As the daughter of working-class Mexican immigrants, Reynoso learned early about the intertwined problems of poverty, drugs and violence. Many girls she knew were pregnant before leaving high school. Many boys became involved in gangs in elementary school. “It wasn’t strange to hear that a friend of the family had been shot or killed because of gang activity,” she said.
She didn’t want to work in the fields, like her mother’s family had done, or become a teen mother, as was happening with her friends.
“For me, the answer was education,” she said. “I gave it my all.

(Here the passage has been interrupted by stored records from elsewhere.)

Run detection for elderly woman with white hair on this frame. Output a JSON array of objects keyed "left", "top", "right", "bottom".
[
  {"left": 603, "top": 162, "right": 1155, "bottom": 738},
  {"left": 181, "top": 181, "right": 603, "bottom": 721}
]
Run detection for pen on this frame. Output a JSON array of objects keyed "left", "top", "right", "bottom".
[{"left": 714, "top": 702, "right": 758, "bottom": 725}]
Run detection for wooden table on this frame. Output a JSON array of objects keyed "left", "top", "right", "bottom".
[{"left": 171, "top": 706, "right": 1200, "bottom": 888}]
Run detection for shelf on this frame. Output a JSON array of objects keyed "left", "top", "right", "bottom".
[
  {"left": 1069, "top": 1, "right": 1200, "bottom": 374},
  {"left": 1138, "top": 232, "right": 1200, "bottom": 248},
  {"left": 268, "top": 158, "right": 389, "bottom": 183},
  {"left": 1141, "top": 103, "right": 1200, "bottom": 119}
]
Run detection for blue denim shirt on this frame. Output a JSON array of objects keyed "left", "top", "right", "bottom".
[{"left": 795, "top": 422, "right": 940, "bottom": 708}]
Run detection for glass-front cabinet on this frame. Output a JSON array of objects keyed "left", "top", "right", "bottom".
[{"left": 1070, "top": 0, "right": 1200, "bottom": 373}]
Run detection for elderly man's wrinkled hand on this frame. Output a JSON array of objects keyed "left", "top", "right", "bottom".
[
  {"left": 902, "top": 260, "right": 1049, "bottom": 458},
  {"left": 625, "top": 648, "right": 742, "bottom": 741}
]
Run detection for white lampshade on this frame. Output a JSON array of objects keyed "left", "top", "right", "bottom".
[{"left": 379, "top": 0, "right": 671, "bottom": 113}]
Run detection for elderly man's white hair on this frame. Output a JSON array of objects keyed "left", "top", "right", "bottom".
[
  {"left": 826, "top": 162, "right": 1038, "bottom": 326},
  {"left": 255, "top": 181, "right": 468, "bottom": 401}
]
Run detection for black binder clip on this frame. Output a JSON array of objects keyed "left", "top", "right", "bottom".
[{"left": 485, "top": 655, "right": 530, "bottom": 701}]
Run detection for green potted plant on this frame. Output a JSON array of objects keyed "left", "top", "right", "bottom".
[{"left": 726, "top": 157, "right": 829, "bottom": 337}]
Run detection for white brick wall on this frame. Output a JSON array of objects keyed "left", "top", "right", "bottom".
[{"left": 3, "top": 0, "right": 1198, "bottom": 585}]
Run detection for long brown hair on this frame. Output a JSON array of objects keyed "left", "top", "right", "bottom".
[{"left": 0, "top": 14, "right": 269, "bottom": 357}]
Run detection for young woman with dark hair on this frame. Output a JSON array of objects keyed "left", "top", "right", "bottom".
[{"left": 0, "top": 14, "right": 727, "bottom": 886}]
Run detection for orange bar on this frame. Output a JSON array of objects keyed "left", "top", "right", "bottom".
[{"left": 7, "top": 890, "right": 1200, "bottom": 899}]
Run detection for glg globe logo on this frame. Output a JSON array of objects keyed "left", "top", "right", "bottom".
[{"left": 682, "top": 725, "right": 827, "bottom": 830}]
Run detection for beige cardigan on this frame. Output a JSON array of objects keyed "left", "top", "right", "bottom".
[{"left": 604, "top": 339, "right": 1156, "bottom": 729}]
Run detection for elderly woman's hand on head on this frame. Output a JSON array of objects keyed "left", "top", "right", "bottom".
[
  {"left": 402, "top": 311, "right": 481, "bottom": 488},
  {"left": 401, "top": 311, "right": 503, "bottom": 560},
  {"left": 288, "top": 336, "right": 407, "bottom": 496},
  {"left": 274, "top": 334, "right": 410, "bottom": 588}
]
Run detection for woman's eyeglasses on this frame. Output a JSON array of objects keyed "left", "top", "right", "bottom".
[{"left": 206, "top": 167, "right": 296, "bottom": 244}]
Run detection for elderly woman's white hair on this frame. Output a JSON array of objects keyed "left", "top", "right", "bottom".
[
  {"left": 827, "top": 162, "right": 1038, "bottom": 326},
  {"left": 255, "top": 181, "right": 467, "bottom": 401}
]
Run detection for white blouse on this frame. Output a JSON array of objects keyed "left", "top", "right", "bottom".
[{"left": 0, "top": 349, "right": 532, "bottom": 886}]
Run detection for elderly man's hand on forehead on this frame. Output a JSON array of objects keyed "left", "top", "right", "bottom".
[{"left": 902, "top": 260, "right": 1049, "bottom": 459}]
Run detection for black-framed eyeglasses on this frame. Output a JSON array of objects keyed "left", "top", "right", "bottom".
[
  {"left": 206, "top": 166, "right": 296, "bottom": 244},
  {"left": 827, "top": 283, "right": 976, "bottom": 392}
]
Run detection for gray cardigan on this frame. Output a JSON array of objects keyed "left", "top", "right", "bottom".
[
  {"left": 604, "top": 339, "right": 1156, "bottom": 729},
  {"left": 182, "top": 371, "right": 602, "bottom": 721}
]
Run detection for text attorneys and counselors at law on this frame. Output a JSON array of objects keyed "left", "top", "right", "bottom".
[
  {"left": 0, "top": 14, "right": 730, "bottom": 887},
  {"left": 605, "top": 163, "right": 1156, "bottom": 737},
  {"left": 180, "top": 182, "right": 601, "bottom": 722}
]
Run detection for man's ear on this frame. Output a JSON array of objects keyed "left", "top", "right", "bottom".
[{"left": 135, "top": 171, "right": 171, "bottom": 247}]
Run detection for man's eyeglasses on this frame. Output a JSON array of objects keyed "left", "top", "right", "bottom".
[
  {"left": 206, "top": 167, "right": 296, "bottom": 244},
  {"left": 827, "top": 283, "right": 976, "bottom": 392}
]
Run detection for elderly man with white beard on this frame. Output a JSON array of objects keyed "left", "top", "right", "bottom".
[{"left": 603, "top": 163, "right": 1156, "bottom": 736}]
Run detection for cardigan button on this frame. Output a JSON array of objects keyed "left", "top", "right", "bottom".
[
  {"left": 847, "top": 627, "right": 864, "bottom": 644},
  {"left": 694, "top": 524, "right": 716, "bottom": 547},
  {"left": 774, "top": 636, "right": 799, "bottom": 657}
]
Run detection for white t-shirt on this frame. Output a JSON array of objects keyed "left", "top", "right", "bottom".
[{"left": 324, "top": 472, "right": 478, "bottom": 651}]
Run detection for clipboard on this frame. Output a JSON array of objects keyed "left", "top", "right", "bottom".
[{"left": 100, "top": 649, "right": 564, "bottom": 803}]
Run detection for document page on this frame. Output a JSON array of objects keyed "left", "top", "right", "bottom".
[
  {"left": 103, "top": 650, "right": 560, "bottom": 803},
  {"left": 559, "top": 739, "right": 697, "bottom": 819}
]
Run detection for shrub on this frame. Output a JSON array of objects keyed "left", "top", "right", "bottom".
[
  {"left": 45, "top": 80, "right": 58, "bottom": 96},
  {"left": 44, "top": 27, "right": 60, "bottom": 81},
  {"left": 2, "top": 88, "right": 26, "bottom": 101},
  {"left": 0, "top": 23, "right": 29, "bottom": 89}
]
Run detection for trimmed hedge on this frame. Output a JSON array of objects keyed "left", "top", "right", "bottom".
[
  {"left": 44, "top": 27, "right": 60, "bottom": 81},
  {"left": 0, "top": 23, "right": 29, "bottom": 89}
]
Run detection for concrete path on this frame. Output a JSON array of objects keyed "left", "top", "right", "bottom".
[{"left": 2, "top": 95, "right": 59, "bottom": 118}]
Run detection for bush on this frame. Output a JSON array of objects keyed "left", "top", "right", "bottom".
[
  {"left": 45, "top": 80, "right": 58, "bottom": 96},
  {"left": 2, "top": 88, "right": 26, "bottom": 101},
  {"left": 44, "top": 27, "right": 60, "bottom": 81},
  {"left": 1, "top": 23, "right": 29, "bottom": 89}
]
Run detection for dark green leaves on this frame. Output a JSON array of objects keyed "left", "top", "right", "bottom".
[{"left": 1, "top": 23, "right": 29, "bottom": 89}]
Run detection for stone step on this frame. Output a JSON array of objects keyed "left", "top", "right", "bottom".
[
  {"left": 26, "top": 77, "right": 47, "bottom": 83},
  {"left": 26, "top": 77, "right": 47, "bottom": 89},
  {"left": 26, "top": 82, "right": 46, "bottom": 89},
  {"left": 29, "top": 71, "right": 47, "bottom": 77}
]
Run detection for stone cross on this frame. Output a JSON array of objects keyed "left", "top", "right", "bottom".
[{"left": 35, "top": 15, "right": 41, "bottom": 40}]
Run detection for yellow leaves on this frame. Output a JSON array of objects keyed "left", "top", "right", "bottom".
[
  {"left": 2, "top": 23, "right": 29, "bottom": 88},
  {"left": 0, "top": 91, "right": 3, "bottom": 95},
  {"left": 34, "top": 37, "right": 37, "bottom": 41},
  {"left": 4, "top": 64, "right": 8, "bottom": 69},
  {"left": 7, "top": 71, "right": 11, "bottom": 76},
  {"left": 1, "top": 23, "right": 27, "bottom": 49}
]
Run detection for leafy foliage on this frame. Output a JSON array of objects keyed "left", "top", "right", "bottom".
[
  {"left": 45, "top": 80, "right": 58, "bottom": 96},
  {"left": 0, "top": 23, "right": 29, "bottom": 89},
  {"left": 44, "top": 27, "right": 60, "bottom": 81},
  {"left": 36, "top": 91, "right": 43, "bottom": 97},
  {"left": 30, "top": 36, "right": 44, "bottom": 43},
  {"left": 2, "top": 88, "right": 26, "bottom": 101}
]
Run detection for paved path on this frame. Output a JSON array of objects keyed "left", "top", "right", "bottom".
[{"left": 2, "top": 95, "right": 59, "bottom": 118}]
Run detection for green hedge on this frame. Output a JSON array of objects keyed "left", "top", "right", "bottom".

I knew that was my ticket out.”
Although Reynoso couldn’t speak a word of English when she entered school, she excelled in her studies with help from her mother, who took an active role in her education. After landing in a magnet program that bused her to Point Loma High School, she graduated as class valedictorian, paving the way to a full-ride scholarship to Berkeley.
After earning a graduate degree from Harvard, she landed a job as manager of board and shareholder relations at Promerica Bank (now known as ProAmérica Bank) in Los Angeles, where her duties included building partnerships with community organizations.
“For me, that was the best of both worlds, working within the private sector but being engaged in a public mission,” she said. “But it also made me want to be on the ground working on economic development programs.”
Reynoso got that chance in 2007, when National City hired her as a community development coordinator, spearheading the city’s storefront improvement program and outreach campaigns. A year later, she was hired by the chamber. Since then, she has introduced a number of programs to help strengthen National City’s small businesses, including:
*A consulting program linking small businesses with San Diego State University business students who generate suggestions to help them improve their performance. The businesses can get forgivable loans of up to $15,000 to implement the recommendations.
*An internship program to help high school and college students get on-the-job experience.
*An “entrepreneurship boot camp,” where high-school seniors receive leadership training and compete to create viable business plans.
*The National City Tourism Marketing District, which promotes the city as a potential tourist destination. Reynoso currently heads the hotel-funded district, modeled after a similar program in San Diego.
Reynoso’s interest in such programs is partly fueled by her experiences growing up.
“The chamber’s tagline is that we’re ‘Building businesses and community,’ “ she said. “When we bring businesses together and give them resources to flourish, we can create a place where even more businesses will invest and families can move here as a safe place to live and go to school.”